Q: If you could go back in time would you do something differently, either in software or pinball design?

A: I don't think I would do much differently.

Q: You are currently developing console video games at Midway (Arctic Thunder and currently ESPionage). Do you miss the old pinball days at Williams, or is it just as exciting only in another way?

A: They are both exciting in different ways. Pinball was a small hardcore group of people who really loved Pinball. So it was a fun group of people to work with. Video now is much higher profile you get more consumer press and the teams are huge for AAA titles (50+ people - Vs Pinball's 6 or 7) and it cost about 10+ times more to do a Video now than it did to do a pinball. Video projects take 2+ years where you could do a pinball in 9-12 months. In Video you are not limited by a box, you have an unlimited universe which is good and bad. I look back at my pinball experience fondly and look forward to my work in Video Games. I grew up on them so I always wanted to work on them also. I'm pretty happy working on either but do miss pinball in a lot of ways and may someday do another if Stern asks and I have time.

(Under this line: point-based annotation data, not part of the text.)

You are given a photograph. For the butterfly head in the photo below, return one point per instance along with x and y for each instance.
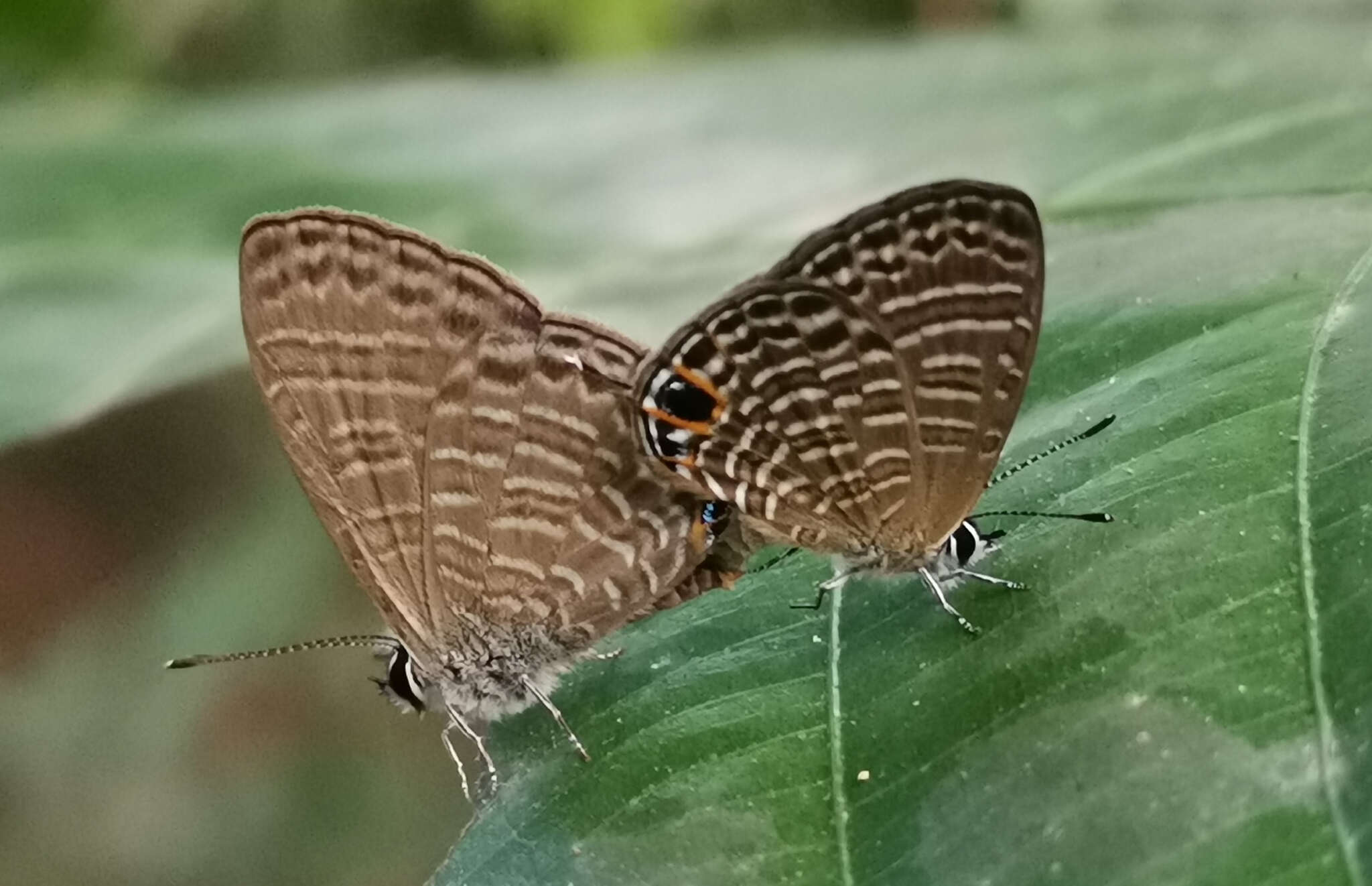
(967, 544)
(404, 685)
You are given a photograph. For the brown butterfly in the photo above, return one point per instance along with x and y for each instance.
(855, 398)
(470, 454)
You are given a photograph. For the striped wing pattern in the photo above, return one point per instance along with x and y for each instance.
(860, 393)
(471, 457)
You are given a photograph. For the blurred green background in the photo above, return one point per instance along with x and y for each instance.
(626, 158)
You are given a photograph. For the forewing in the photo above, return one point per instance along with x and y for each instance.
(954, 273)
(582, 533)
(353, 327)
(786, 401)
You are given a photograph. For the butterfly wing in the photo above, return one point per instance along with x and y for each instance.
(353, 326)
(579, 534)
(861, 391)
(427, 406)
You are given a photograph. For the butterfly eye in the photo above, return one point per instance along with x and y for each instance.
(963, 541)
(403, 684)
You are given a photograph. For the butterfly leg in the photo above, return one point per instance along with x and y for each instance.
(991, 579)
(943, 601)
(840, 578)
(557, 715)
(456, 722)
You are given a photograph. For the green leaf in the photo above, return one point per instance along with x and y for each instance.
(1182, 697)
(1146, 714)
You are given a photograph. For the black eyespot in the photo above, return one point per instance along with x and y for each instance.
(403, 681)
(685, 401)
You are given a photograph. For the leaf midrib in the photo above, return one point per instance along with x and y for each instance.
(1327, 749)
(836, 743)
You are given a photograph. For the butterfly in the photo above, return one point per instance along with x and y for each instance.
(855, 398)
(472, 458)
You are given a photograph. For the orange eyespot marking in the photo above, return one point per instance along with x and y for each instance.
(704, 385)
(695, 427)
(699, 535)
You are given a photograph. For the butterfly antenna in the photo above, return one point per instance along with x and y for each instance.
(1094, 430)
(331, 642)
(1091, 517)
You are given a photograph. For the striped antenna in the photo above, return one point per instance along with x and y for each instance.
(1094, 430)
(1091, 517)
(331, 642)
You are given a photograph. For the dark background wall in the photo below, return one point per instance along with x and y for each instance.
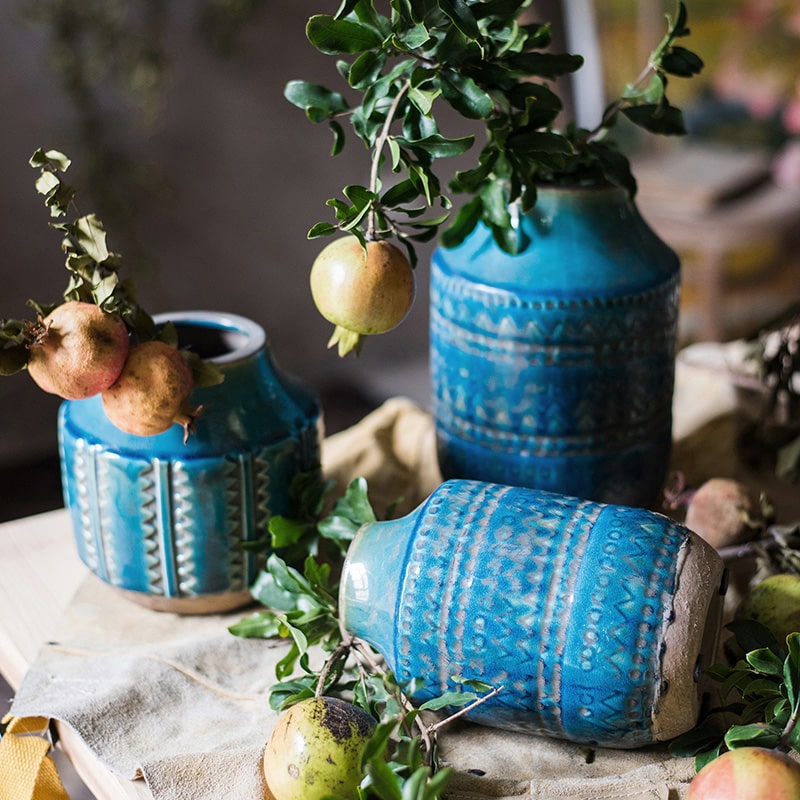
(230, 177)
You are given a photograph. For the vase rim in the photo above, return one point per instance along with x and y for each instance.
(251, 336)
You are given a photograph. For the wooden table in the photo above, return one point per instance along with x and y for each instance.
(40, 574)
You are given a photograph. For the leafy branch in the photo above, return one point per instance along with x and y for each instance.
(399, 761)
(765, 684)
(93, 270)
(493, 69)
(93, 277)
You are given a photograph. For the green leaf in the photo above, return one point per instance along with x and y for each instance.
(438, 146)
(455, 699)
(756, 735)
(545, 65)
(384, 781)
(791, 670)
(412, 37)
(765, 661)
(465, 96)
(401, 193)
(460, 14)
(366, 69)
(658, 118)
(258, 625)
(318, 102)
(378, 742)
(464, 223)
(681, 62)
(331, 36)
(321, 229)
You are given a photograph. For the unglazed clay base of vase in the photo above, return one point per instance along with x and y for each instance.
(690, 638)
(203, 604)
(594, 619)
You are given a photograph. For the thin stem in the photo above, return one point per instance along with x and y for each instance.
(783, 742)
(424, 732)
(465, 710)
(380, 142)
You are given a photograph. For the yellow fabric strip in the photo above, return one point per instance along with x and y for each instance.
(27, 771)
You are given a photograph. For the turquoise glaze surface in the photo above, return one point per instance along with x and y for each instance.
(167, 519)
(563, 602)
(554, 368)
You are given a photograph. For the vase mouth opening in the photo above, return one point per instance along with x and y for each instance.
(215, 336)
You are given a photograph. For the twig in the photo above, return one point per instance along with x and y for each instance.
(376, 158)
(465, 710)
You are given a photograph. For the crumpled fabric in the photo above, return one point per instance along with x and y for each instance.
(182, 704)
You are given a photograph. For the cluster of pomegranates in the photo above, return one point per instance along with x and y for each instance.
(79, 350)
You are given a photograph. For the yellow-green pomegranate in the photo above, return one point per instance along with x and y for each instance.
(775, 603)
(315, 749)
(361, 291)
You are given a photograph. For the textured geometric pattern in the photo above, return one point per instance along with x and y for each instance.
(175, 528)
(562, 602)
(561, 394)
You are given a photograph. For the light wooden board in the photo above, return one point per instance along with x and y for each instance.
(39, 574)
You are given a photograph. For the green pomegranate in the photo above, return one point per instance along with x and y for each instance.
(361, 291)
(775, 603)
(315, 749)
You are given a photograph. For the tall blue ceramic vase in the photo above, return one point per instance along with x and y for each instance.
(595, 621)
(554, 368)
(165, 521)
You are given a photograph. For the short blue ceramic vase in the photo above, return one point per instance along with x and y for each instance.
(166, 521)
(596, 620)
(554, 368)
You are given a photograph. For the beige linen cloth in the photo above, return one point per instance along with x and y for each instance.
(182, 704)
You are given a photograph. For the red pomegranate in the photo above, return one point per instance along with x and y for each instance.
(152, 392)
(77, 350)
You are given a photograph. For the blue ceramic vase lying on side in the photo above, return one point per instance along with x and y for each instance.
(554, 368)
(166, 521)
(596, 620)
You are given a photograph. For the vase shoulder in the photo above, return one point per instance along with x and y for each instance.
(574, 243)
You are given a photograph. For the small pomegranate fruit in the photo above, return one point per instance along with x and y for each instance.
(315, 750)
(775, 603)
(77, 350)
(747, 773)
(361, 291)
(725, 512)
(152, 392)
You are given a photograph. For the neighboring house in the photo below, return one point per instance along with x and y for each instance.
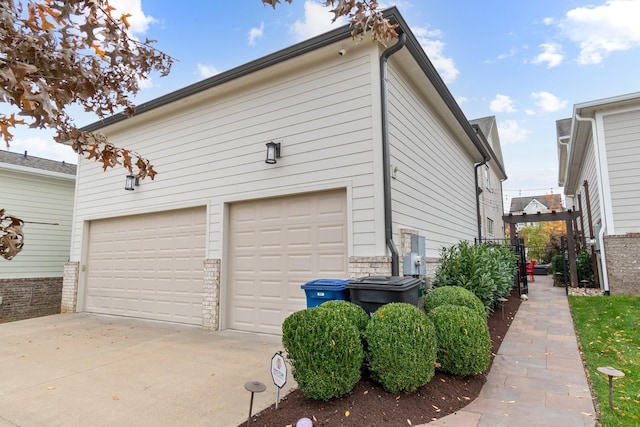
(40, 192)
(530, 205)
(373, 149)
(599, 154)
(490, 178)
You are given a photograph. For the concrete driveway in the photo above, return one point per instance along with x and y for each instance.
(89, 370)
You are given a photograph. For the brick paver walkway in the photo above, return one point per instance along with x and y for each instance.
(537, 378)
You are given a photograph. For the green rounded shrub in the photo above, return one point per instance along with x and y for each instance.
(401, 347)
(455, 295)
(325, 350)
(464, 343)
(352, 312)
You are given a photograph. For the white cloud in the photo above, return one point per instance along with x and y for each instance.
(255, 33)
(207, 70)
(502, 104)
(435, 51)
(317, 20)
(145, 83)
(511, 132)
(139, 22)
(461, 100)
(42, 147)
(551, 55)
(548, 102)
(603, 29)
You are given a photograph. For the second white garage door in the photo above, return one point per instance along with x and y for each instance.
(277, 245)
(148, 266)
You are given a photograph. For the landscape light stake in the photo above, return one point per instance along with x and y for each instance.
(611, 373)
(253, 387)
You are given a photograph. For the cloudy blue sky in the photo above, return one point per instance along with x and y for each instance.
(526, 62)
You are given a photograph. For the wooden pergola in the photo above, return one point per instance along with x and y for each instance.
(567, 216)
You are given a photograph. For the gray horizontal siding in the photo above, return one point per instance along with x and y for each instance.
(622, 133)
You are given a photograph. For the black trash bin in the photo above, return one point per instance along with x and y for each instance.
(373, 292)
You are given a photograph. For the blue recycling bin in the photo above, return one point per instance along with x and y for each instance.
(321, 290)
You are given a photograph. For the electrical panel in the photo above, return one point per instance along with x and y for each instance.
(415, 262)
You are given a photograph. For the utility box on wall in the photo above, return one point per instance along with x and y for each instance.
(415, 262)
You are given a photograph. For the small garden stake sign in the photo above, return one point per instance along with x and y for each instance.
(278, 373)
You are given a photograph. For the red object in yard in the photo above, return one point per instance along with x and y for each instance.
(530, 267)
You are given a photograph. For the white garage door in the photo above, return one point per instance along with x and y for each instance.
(277, 245)
(148, 266)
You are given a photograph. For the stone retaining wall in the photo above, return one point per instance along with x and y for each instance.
(623, 263)
(27, 298)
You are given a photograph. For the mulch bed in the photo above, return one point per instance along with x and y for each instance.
(369, 405)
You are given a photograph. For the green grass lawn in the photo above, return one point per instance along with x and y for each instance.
(608, 330)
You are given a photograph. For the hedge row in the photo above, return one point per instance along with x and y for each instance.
(400, 346)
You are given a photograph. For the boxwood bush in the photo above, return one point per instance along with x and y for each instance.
(464, 343)
(401, 347)
(486, 270)
(455, 295)
(325, 351)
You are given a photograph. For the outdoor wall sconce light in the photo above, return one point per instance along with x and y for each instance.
(273, 152)
(131, 182)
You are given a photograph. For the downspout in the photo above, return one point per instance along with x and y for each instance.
(386, 154)
(484, 161)
(566, 165)
(478, 193)
(603, 213)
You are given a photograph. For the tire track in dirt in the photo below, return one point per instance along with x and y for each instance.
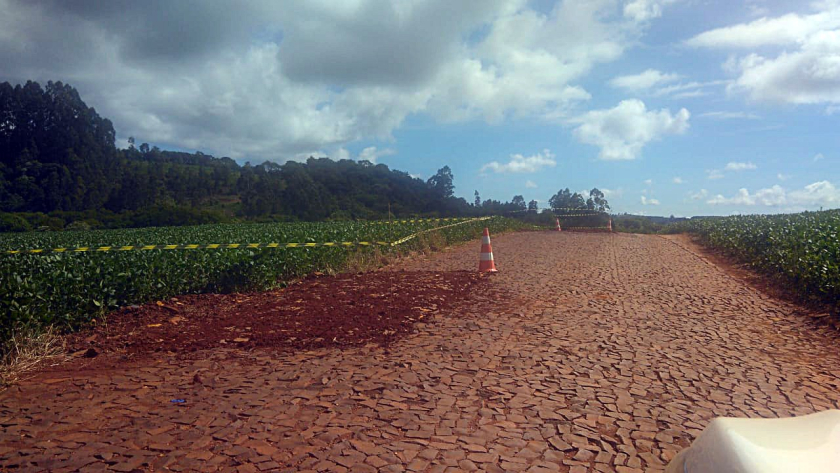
(587, 352)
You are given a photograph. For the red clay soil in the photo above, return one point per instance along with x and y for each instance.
(346, 310)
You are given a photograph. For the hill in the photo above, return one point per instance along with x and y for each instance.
(59, 164)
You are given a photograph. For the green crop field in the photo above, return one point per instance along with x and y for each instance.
(803, 250)
(69, 289)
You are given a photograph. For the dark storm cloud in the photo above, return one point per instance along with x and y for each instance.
(377, 43)
(278, 79)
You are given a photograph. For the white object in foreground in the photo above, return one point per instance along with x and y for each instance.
(797, 444)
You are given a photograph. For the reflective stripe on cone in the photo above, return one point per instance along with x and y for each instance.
(485, 262)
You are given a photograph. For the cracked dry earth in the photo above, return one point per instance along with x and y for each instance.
(587, 352)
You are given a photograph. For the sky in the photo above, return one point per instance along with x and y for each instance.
(671, 107)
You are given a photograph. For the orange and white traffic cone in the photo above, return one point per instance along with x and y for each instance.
(486, 264)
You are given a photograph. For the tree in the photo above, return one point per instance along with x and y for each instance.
(597, 201)
(441, 182)
(564, 200)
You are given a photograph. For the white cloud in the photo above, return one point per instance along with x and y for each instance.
(714, 174)
(821, 193)
(612, 193)
(772, 196)
(806, 71)
(645, 10)
(621, 132)
(522, 164)
(372, 154)
(784, 30)
(644, 80)
(736, 166)
(730, 115)
(699, 195)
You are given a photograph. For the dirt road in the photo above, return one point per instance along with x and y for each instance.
(587, 352)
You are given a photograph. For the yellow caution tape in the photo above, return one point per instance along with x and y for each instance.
(214, 246)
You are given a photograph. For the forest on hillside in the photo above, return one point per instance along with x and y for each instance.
(60, 167)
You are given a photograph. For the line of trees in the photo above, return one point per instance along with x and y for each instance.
(59, 164)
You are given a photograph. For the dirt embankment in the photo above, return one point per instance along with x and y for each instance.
(346, 310)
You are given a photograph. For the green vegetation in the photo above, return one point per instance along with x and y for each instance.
(802, 250)
(67, 290)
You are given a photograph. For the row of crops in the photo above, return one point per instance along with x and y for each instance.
(801, 249)
(69, 289)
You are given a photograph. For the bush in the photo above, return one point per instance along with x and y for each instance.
(13, 223)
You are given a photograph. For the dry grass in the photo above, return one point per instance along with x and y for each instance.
(27, 351)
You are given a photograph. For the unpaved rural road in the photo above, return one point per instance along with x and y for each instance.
(587, 352)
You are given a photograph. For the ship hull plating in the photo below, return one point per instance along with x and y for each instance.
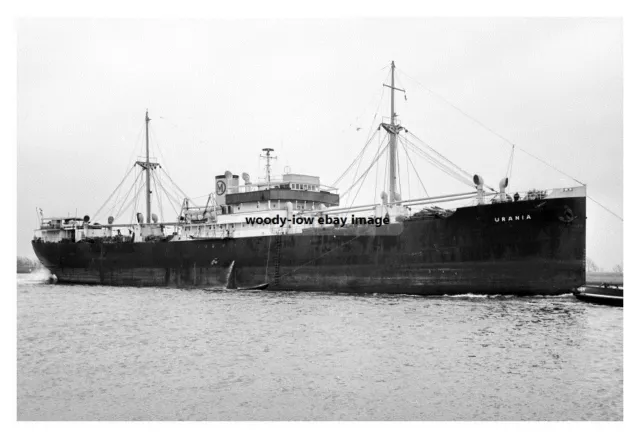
(525, 247)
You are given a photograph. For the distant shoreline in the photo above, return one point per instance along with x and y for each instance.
(605, 277)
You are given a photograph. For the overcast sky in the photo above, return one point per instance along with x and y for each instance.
(218, 91)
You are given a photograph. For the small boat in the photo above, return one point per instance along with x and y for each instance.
(262, 286)
(609, 294)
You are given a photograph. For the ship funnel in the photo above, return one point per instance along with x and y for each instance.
(504, 182)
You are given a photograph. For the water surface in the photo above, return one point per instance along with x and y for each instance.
(105, 353)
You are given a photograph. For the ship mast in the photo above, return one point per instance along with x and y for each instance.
(268, 157)
(393, 130)
(147, 169)
(148, 166)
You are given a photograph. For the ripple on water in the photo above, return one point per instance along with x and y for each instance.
(89, 353)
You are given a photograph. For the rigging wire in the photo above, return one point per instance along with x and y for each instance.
(513, 145)
(362, 183)
(491, 130)
(112, 193)
(406, 154)
(445, 159)
(441, 166)
(605, 208)
(117, 215)
(172, 182)
(369, 168)
(158, 196)
(414, 169)
(375, 189)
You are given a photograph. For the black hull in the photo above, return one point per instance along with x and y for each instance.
(481, 249)
(600, 299)
(607, 295)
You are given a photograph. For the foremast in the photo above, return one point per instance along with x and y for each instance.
(147, 165)
(393, 129)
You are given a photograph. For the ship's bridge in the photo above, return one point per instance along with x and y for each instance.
(305, 192)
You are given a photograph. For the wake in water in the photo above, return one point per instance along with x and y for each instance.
(38, 276)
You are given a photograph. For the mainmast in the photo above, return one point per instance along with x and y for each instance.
(148, 166)
(268, 157)
(147, 169)
(393, 130)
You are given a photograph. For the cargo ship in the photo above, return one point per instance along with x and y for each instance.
(290, 233)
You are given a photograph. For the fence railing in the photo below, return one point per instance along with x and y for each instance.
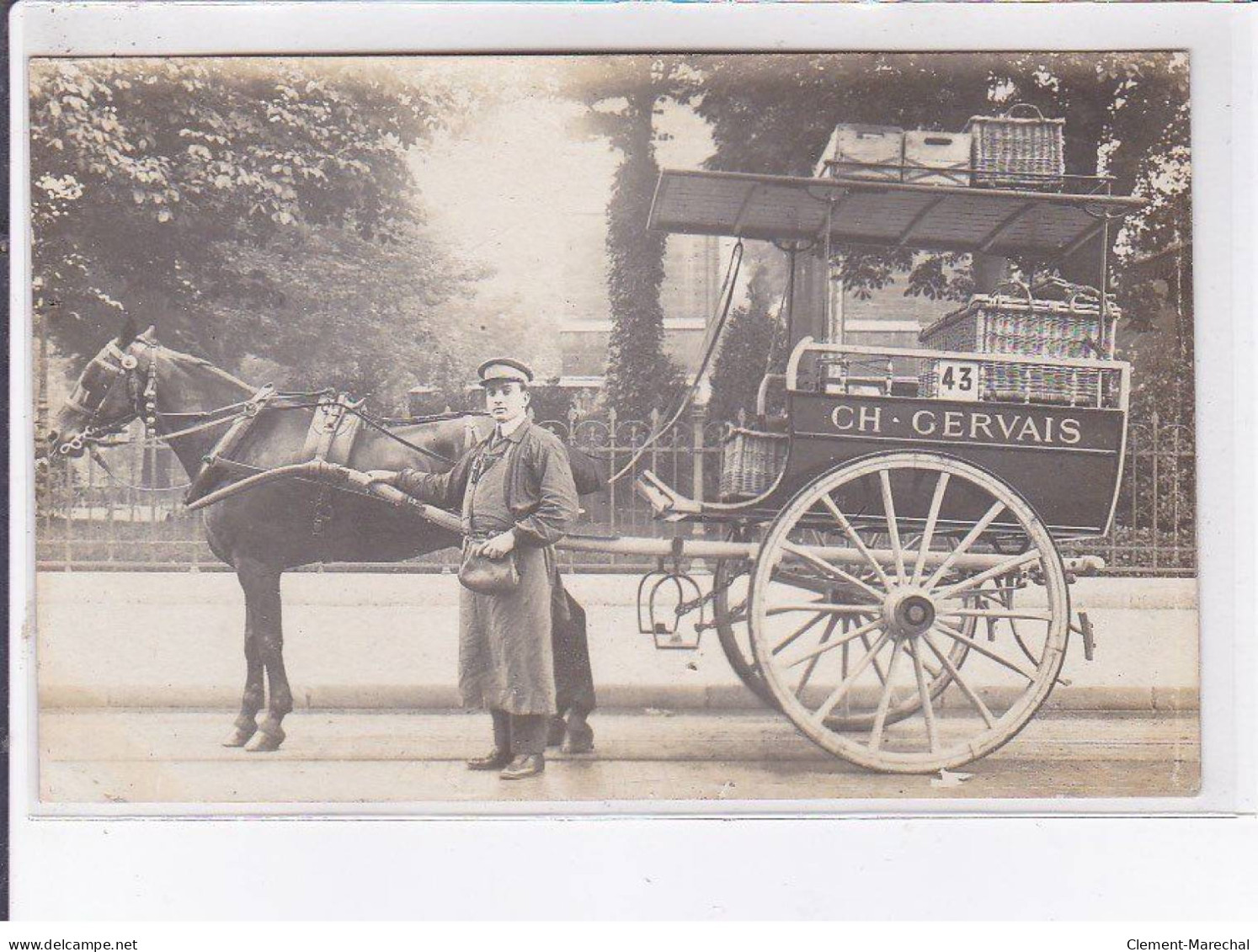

Note: Sign this petition if you want Brian Eddy back in pinball business.

Now something about the funny stuff in Williams pinball machines:
Q: Why do you like to have cows in your pinball machines? Do you have a special relationship to cows?

A: No comment :)

Q: Will there be cows in your video games too?

A: No. There are not any left, they are all in pinball machines. :)

Q: Could you please enlighten me and explain what DOHO means or where it came from?

A: No. I would have to kill us both if I told you :)

Note: See my other special DOHO - Solving a pinball "mystery".

Q: Regarding Indiana Jones I have an idea to get the few remaining bugs fixed in the game logic. The source code could be given to a small team of the pinball community, after fixing and testing it is given back to the "Williams" person in charge for approval, and maybe it will be "officially" released as a home version or L-8. The team could sign a NDA for this. Do you think this a realistic and reasonable scenario? Do someone still have access to the Indiana Jones L-7 sourcecode? Are you still the person responsible for the IJ L-7 sourcecode, or is just another lawyer sitting on it?

A: I'd say it would be near impossible. I don't know if I would even remember how to set it all up. But the bigger problem is that it is still all owned by WMS and they have the legal right to it not me so I couldn't give it out even if I had all of it. This has been asked before but WMS hasn't allowed it to go anywhere. WMS now makes gambling devices - slot machines - which is a highly regulated business so they won't do anything that could cause trouble. Even something simple as giving the pinball community source code could backfire if someone does something bad like make a game continually swear at people or someone snuck in a free game code and it got released to the wild. I highly highly doubt anyone in the pinball community would do this but from WMS's lawyers standpoint it's not worth the risk since they have nothing to gain from it.

Thank you again Brian for your precious time.